Une nouvelle fonction peut répondre à un objectif de produit, de mesure ou de marché autant qu’à une contrainte juridique. Analysez ses flux et sa finalité ; ne déduisez jamais la loi de sa fiche commerciale.
Les limites techniques suivent leur propre logique. Sur le Web, ITP et les protections des navigateurs limitent certains traceurs. Dans une application iOS, l’App Tracking Transparency (ATT) encadre la demande d’autorisation pour le suivi entre applications et sites d’autres entreprises. Ce ne sont pas deux noms pour le même mécanisme.
Cette page décrit un cadre général vérifié au 23 juillet 2026. Les rôles, bases, transferts, analyses d’impact et cas d’espèce doivent être validés par votre conseil ou votre délégué à la protection des données.
Un indicateur publicitaire ne mesure pas la conformité. Il montre une partie du fonctionnement du dispositif, à interpréter avec les tests et les preuves.
Le taux de consentement décrit les choix enregistrés dans un périmètre donné. Il dépend notamment de l’audience, du contexte, du texte, du parcours, de la période et du mode de calcul. Il ne dit pas si le choix était libre et éclairé. Il ne prouve pas non plus, à lui seul, une baisse des conversions réelles ou une dégradation causale des enchères intelligentes.
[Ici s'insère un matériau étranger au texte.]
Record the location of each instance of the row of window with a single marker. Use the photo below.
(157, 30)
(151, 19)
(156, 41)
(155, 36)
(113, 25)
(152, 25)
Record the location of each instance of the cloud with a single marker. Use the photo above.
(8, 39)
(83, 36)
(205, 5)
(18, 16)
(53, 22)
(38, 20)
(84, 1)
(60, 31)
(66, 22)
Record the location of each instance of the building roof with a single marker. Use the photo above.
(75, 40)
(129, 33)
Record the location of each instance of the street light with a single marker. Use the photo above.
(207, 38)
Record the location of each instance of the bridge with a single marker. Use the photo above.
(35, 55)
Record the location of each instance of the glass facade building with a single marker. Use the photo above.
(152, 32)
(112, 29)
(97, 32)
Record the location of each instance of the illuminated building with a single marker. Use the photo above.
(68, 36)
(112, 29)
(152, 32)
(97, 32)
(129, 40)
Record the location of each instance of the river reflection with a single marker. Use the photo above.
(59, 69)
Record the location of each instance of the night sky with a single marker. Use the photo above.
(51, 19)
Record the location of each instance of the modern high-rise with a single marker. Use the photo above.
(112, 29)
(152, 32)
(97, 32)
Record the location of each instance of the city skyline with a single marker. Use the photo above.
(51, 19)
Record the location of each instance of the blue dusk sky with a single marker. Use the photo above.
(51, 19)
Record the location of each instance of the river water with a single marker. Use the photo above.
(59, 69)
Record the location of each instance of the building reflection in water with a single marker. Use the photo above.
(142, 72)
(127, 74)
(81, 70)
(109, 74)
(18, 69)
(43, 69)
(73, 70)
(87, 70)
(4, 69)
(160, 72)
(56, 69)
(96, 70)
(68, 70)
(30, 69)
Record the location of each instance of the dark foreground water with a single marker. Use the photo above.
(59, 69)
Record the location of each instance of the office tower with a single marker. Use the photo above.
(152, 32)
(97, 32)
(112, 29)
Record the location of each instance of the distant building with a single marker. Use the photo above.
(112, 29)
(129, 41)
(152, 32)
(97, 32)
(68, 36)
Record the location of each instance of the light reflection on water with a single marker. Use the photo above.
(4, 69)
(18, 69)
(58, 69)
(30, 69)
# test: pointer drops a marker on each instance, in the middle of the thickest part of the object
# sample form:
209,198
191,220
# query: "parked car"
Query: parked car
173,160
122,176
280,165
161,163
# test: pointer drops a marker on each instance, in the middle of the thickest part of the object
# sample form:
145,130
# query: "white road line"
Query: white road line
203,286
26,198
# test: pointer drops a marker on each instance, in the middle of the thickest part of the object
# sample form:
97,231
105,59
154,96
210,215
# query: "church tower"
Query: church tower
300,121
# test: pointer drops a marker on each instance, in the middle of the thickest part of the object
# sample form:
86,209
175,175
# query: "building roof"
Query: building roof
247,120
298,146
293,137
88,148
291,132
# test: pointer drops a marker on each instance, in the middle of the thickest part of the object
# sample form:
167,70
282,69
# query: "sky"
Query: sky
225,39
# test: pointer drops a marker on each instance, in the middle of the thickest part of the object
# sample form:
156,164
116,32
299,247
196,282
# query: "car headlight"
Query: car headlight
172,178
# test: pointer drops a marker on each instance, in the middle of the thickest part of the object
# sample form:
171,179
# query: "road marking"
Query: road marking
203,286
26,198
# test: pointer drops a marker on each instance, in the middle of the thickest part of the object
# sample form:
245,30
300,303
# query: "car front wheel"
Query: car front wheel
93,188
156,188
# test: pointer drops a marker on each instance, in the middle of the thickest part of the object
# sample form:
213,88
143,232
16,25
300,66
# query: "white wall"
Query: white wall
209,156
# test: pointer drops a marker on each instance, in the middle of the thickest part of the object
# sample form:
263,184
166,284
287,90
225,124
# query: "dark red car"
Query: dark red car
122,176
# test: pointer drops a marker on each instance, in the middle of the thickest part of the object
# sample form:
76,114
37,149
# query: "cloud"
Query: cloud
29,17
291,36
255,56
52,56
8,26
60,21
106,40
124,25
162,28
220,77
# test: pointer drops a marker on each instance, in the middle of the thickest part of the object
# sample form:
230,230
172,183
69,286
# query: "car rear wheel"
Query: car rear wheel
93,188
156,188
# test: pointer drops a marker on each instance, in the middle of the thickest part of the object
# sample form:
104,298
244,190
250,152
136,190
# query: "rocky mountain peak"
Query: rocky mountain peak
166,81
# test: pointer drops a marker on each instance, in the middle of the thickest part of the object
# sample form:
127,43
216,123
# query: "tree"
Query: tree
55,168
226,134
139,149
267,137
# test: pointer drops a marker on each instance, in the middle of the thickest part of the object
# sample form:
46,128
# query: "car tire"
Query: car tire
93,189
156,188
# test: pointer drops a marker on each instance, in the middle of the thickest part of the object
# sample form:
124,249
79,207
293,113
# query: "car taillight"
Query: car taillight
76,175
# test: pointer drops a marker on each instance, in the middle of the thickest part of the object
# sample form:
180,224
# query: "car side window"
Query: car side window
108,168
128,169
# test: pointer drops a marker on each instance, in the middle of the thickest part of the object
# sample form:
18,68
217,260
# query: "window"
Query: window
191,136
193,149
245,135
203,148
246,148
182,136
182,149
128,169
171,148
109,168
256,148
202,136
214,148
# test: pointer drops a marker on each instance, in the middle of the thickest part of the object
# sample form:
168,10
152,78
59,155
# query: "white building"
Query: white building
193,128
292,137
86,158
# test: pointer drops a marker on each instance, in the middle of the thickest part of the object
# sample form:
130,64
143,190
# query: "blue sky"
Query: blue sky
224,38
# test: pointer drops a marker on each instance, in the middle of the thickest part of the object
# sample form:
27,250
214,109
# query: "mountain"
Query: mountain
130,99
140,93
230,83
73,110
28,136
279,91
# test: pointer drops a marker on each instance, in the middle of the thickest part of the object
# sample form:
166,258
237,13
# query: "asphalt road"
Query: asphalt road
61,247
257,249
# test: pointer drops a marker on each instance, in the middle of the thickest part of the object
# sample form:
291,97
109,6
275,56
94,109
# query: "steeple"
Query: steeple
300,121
Un refus peut réduire les conversions observables et les fonctions disponibles, selon les balises, les signaux et les règles appliquées. Dans l’implémentation avancée actuellement documentée, les balises Google peuvent charger avec des états refusés et envoyer des mesures sans cookies ; une modélisation propre à l’annonceur reste soumise à des conditions d’éligibilité et de volume. Dans l’implémentation basique, les balises Google sont bloquées avant le choix et aucune donnée ne leur est envoyée à ce stade. Vérifiez ce comportement dans votre configuration au lieu de le supposer.
Le bon objectif d’une plateforme de gestion du consentement est un choix compréhensible, symétrique, accessible et révocable, pas la maximisation du taux. Les différences entre mode Consentement basique et avancé servent à choisir une architecture mesurable ; elles ne justifient aucune interface trompeuse.
Les bloqueurs peuvent interrompre des requêtes de mesure indépendamment du consentement. Un routage propriétaire reste une architecture de transport : il ne doit ni contourner un refus ni neutraliser volontairement les outils de l’utilisateur, et le blocage peut persister.
Pour un manquement au RGPD, l’article 83 prévoit selon la catégorie jusqu’à 10 millions d’euros ou 2 % du chiffre d’affaires annuel mondial, et jusqu’à 20 millions d’euros ou 4 %, le montant le plus élevé étant retenu. Ces maxima ne sont pas automatiques : l’autorité compétente apprécie chaque cas. La CNIL intervient lorsqu’elle est compétente ; les traitements transfrontaliers peuvent mobiliser l’autorité chef de file et la coopération européenne.
Le DMA prévoit, pour le contrôleur d’accès en infraction, des amendes pouvant atteindre 10 % de son chiffre d’affaires mondial et 20 % en cas de répétition de la même infraction ou d’une infraction similaire. Ce plafond ne devient pas une sanction DMA contre l’annonceur. L’annonceur reste toutefois exposé à ses propres obligations de protection des données et de traceurs.
Ajoutez les risques contractuels et opérationnels : limitation de fonctions ou de listes par Google, suspension pour non-respect des politiques, incident de sécurité, plainte, injonction, atteinte à la réputation et rupture de la mesure. Aucun de ces risques ne permet de minimiser les autres ; chacun appelle des preuves et un plan de correction.
Faites d’abord établir la carte technique : finalités, flux, acteurs, contrats, réglages, preuves, durées et droits. Votre conseil ou votre délégué à la protection des données peut alors qualifier le système réel, au lieu de commenter une capture de bannière.
La revue n’est pas une séance unique. Prévoyez un contrôle initial, des tests périodiques, une gestion des changements et des incidents, puis une nouvelle validation à chaque finalité, fournisseur ou fonction ajoutés. C’est cette continuité qui rend la conformité démontrable.
On contrôle les balises, les signaux et les données envoyées.